UK buy-to-let landlords will still benefit from £16.7bn worth of tax relief after the government’s changes to the system are fully implemented by 2020, analysis by London estate agent ludlowthompson shows.

The tax relief allows buy-to-let property landlords to offset against their rental income expenses like mortgage interest and other costs including property repairs, maintenance and renewals, legal costs, management and professional fees; and rates, insurance and ground rents.

Stephen Ludlow, chairman at ludlowthompson, said: “Despite tightening, buy-to-let tax breaks are still very valuable, highlighting that rental property remains a highly attractive investment vehicle.

“Those tax breaks are essential to ensure that landlords continue to invest in maintaining their properties.

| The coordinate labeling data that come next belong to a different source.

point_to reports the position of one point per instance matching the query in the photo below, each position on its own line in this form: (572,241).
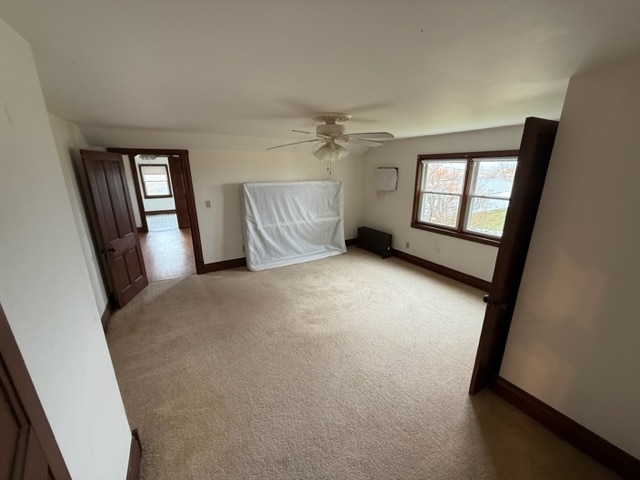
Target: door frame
(533,160)
(17,370)
(183,156)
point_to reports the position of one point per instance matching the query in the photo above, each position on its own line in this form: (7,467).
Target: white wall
(217,176)
(155,204)
(45,287)
(69,141)
(575,338)
(391,211)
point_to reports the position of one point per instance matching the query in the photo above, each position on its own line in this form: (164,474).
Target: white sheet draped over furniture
(292,222)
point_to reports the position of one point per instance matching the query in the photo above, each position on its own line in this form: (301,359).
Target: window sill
(453,233)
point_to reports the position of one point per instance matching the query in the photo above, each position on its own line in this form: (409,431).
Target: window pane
(155,189)
(439,209)
(444,176)
(486,216)
(149,170)
(493,177)
(156,180)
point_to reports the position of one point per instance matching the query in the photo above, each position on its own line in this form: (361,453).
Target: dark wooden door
(28,450)
(179,191)
(533,160)
(115,225)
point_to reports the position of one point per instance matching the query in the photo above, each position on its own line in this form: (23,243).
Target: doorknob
(492,303)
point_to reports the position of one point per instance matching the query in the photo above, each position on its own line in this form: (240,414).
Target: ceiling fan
(332,139)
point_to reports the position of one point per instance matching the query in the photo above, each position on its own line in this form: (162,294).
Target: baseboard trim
(442,270)
(590,443)
(135,456)
(160,212)
(106,317)
(223,265)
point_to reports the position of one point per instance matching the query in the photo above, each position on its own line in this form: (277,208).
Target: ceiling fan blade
(294,143)
(360,141)
(372,135)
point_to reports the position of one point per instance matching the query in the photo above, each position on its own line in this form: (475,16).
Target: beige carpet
(351,367)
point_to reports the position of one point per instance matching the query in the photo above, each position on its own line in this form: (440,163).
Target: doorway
(167,222)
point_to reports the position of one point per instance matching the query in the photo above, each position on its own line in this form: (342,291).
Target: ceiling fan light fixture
(330,152)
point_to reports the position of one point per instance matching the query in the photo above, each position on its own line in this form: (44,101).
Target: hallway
(167,251)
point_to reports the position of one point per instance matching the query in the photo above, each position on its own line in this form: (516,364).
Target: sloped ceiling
(259,68)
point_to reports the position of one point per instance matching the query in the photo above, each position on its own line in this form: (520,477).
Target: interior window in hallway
(167,250)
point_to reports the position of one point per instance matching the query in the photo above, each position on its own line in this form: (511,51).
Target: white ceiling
(260,68)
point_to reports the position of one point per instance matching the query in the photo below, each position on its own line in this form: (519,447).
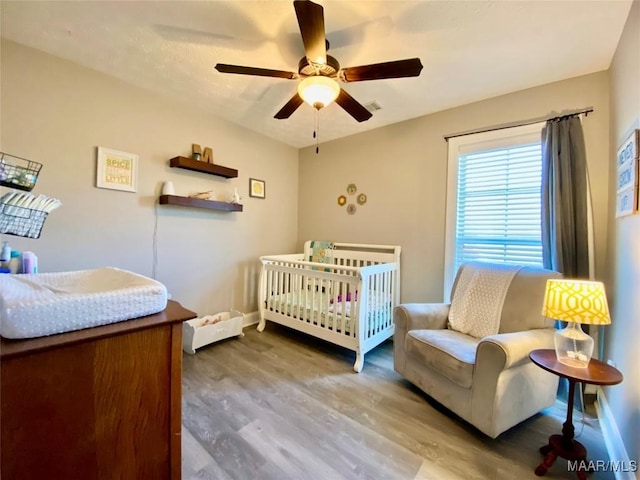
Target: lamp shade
(318,91)
(577,301)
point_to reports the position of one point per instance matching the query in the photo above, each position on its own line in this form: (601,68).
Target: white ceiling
(471,50)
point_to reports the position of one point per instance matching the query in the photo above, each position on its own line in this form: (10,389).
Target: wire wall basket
(18,173)
(20,221)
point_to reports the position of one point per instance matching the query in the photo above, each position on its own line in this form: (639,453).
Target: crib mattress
(36,305)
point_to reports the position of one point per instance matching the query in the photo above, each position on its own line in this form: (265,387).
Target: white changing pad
(35,305)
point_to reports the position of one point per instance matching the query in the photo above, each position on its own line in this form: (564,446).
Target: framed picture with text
(627,170)
(117,170)
(257,188)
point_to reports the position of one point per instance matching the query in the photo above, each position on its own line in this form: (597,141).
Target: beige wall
(57,113)
(623,260)
(403,170)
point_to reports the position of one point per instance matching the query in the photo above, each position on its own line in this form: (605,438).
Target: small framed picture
(257,188)
(117,170)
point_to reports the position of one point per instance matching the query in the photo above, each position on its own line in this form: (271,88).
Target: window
(493,199)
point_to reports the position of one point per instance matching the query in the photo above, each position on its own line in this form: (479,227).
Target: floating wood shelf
(203,167)
(199,203)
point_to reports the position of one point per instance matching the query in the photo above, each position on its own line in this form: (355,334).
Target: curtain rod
(586,111)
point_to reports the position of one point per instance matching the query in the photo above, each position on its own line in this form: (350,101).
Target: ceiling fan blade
(352,106)
(311,22)
(261,72)
(410,67)
(289,107)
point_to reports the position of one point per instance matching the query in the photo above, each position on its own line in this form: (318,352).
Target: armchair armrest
(414,316)
(512,349)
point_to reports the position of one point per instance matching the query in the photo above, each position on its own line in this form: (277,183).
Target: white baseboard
(612,439)
(251,318)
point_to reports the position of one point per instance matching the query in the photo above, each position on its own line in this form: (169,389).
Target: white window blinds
(498,218)
(496,199)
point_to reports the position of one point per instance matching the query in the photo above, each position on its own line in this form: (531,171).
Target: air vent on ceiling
(373,106)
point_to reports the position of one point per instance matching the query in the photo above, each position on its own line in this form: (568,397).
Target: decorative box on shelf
(18,173)
(203,331)
(21,221)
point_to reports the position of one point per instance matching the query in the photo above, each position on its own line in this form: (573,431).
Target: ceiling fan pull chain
(316,129)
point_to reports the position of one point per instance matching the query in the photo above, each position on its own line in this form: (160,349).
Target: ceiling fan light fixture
(318,91)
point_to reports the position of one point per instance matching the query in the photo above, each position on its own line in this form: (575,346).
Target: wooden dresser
(99,403)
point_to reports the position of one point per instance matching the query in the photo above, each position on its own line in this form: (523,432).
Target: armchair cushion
(476,303)
(450,353)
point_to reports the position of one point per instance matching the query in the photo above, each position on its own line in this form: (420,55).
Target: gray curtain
(565,237)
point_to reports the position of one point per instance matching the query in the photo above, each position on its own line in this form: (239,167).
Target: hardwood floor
(282,405)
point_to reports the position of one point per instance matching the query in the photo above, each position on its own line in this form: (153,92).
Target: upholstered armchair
(472,355)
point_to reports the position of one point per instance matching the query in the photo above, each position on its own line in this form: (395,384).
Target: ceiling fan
(320,72)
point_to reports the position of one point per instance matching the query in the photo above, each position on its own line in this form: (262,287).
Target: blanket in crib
(321,252)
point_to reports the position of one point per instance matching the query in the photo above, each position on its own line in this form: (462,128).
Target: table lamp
(575,302)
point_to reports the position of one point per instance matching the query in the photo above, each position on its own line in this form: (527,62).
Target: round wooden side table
(565,446)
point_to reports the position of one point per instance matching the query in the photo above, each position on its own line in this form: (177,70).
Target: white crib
(348,302)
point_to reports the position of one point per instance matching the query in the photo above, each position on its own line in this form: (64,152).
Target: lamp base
(573,347)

If the tax breaks are reduced further then landlords will cut their investment in the properties they own – reducing the standard of UK rental accommodation.”

The Treasury said it expects the amount of taxes it collects from landlords to rise by£840m a year by 2020-21 after its cuts in tax reliefs on interest payments and property maintenance.

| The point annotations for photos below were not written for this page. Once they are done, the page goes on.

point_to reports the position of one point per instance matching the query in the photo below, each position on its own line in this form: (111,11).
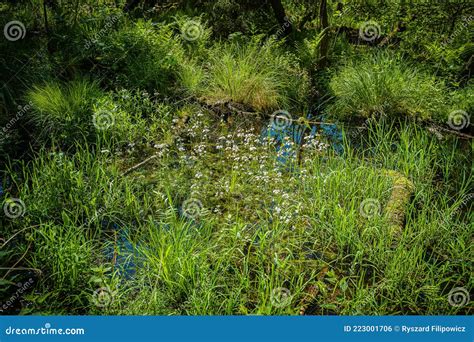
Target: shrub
(386,85)
(253,74)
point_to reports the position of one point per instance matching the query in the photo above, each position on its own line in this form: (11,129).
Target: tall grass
(384,84)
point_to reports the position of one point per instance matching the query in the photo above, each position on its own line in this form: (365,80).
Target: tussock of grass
(254,74)
(386,85)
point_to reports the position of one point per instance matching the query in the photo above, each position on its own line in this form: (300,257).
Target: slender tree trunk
(324,44)
(280,15)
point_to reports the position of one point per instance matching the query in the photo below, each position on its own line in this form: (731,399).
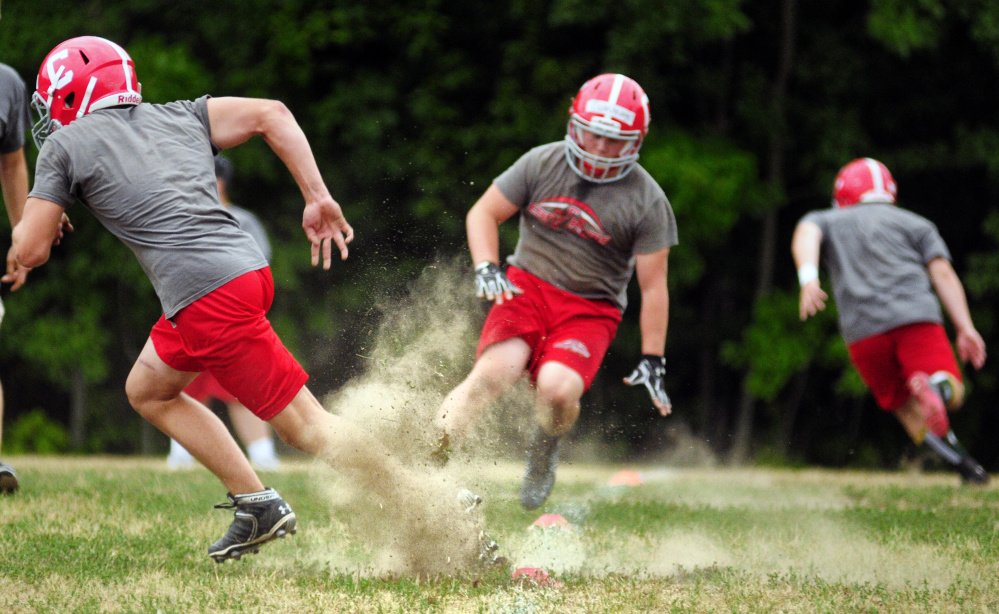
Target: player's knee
(950,389)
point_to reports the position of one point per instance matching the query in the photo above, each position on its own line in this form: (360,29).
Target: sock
(942,384)
(948,453)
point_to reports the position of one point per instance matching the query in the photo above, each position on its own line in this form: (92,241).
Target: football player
(888,267)
(590,218)
(146,172)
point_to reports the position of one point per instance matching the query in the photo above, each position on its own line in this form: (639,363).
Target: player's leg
(154,390)
(255,435)
(559,390)
(934,380)
(8,477)
(569,360)
(497,368)
(179,457)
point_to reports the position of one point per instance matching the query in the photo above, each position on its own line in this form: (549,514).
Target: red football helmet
(865,180)
(610,105)
(81,75)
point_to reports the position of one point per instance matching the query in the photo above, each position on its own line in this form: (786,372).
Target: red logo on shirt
(567,213)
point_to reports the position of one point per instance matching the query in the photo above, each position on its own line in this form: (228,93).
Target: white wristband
(807,273)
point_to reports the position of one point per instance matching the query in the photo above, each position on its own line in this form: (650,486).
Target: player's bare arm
(40,228)
(482,224)
(14,179)
(970,345)
(651,272)
(805,246)
(235,120)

Government data showed landlords claimed £17.5bn in property expenses in the last year.

Landlords claimed over £7bn in tax relief on mortgage interest and other financial costs, while £3.7bn was claimed for property repairs and maintenance.

After planned changes to tax relief are fully implemented, landlords will still be able to claim approximately £6.4bn on interest rate costs alone.

Ludlow added: “Labour mobility continues to be central to economic strength. However, if cities like London are to remain a magnet for home-grown and international talent, sustaining a vibrant, high quality rental market is essential.

“To do that, the system has to work well for both tenants and landlords.”